To the extent that the "armed struggle" had any real impact, what it did was 
draw a layer of the most revolutionary-minded youth away from the working 
class.  Hani was the leader of the SACP, and look where the SACP is today. Does 
anybody remember the Marikana Massacre? Is anybody aware that Cosatu played a 
major role in making that massacre possible and that at the center of that was 
the SACP?

I did an extended interview with scholar and working class organizer Trevor 
Ngwane. Here is the final part of that interview, ( 
https://oaklandsocialist.com/2025/05/31/the-movement-was-decapitated-trevor-ngwane-draws-the-political-conclusions-of-what-happened-in-south-africa-over-the-last-30-years/
 ) in which he explains that the working class movement was "decapitated". Hani 
was committed to the struggle against apartheid, and we should recognize the 
sacrifices he made, including the ultimate sacrifice. But he also was a 
Stalinist, and Stalinist politics have direct consequences. Those consequences 
involve reformism. Of course, we should not expect the reformist Jacobin 
magazine to understand those consequences.

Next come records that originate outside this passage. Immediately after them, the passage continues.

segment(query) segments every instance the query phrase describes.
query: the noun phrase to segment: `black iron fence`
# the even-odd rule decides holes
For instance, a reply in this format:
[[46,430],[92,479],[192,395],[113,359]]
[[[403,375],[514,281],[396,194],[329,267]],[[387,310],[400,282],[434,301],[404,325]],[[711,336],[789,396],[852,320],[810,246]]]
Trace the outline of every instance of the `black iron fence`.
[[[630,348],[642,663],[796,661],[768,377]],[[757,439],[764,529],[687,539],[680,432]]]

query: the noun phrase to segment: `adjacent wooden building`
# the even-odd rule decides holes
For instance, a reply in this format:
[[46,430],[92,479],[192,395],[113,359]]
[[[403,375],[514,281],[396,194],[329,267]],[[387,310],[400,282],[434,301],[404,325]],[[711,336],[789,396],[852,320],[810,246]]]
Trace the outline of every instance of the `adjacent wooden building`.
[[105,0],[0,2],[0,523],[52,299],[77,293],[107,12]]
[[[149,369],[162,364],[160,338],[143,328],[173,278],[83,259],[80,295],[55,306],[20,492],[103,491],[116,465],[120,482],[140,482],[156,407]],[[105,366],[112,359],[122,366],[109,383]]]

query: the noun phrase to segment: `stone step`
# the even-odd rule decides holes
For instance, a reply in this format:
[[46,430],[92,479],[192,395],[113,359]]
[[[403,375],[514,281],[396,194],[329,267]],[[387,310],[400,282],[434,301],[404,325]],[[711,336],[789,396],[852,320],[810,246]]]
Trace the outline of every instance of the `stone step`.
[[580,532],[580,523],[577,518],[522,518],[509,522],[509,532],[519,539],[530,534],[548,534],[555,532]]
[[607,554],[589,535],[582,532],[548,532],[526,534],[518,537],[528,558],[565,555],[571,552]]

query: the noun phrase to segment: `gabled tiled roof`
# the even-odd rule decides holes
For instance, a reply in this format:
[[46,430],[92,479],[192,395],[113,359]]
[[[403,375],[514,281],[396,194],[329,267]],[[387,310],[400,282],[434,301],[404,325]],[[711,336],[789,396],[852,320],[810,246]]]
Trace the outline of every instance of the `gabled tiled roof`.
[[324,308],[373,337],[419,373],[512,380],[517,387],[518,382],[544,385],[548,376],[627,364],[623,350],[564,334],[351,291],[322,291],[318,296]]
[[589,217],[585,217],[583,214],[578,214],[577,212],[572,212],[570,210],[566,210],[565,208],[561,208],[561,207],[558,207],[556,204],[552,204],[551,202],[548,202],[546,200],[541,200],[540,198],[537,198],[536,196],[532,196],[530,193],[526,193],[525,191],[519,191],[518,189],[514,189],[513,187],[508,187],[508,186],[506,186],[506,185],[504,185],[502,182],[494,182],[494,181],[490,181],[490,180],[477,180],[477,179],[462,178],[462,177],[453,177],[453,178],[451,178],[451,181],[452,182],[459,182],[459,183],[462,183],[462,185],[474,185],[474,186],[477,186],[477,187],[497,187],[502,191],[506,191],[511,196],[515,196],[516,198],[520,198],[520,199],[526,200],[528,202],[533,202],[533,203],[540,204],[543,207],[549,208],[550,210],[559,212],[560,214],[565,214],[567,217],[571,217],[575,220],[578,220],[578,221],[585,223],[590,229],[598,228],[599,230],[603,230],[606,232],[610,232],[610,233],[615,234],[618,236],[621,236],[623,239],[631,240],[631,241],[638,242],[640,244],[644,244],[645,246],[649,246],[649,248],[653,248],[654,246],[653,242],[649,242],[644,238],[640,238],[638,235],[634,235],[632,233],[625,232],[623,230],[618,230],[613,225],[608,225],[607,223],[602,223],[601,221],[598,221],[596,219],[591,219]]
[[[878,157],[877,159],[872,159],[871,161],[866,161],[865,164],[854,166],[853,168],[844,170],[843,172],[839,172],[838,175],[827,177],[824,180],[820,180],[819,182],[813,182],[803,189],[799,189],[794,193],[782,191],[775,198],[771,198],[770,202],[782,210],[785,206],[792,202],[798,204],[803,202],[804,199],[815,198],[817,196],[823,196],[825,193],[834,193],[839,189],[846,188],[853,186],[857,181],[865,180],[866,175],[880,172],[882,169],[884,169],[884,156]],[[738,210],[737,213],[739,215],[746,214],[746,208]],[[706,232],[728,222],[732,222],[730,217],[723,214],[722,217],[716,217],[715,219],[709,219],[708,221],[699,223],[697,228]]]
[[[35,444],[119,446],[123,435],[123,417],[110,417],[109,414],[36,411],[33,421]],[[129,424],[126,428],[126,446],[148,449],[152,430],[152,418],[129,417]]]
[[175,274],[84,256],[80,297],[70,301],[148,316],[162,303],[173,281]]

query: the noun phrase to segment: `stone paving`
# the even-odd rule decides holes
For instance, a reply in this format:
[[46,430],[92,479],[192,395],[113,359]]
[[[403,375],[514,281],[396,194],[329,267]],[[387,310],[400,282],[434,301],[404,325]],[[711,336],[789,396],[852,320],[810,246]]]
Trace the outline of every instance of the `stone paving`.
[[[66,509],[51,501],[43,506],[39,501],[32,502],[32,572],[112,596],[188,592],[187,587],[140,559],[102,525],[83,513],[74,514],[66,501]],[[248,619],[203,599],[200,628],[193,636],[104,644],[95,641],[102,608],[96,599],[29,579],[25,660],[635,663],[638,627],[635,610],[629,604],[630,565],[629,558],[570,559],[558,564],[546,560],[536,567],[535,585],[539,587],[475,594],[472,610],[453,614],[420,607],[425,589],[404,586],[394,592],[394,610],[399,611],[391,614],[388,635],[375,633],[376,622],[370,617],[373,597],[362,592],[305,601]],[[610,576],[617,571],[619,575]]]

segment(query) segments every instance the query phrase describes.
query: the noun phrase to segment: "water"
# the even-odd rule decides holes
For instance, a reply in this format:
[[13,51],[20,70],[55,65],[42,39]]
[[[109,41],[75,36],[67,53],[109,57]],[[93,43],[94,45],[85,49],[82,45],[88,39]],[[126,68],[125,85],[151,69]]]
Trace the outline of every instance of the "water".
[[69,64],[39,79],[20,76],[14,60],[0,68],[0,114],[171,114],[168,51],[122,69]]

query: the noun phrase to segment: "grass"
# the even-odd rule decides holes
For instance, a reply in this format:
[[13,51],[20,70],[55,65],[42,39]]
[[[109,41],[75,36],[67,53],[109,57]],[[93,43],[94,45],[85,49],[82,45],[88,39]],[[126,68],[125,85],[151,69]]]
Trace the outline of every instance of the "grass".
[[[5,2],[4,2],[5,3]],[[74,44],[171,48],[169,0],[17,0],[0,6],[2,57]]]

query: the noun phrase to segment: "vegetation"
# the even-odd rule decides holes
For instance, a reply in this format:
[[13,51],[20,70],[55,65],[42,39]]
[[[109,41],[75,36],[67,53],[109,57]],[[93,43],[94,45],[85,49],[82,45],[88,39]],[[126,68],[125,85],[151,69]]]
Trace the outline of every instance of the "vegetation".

I don't know what are the politics of Dennis Brasky, who forwarded this article 
without comment. But the essense of Stalinism, which in effect was pretty much 
the same as outright reformism, is the two stage theory - that struggles like 
that against apartheid in South Africa are not connected to the struggle to 
overthrow capitalism itself. Unfortunately, all too many of those who think 
they are Trotskyists - and can probably cite the theory of permanent revolution 
chapter and verse - have in effect adopted the two stage theory in that they 
rarely if ever apply the ideas of the permanent revolution in practice.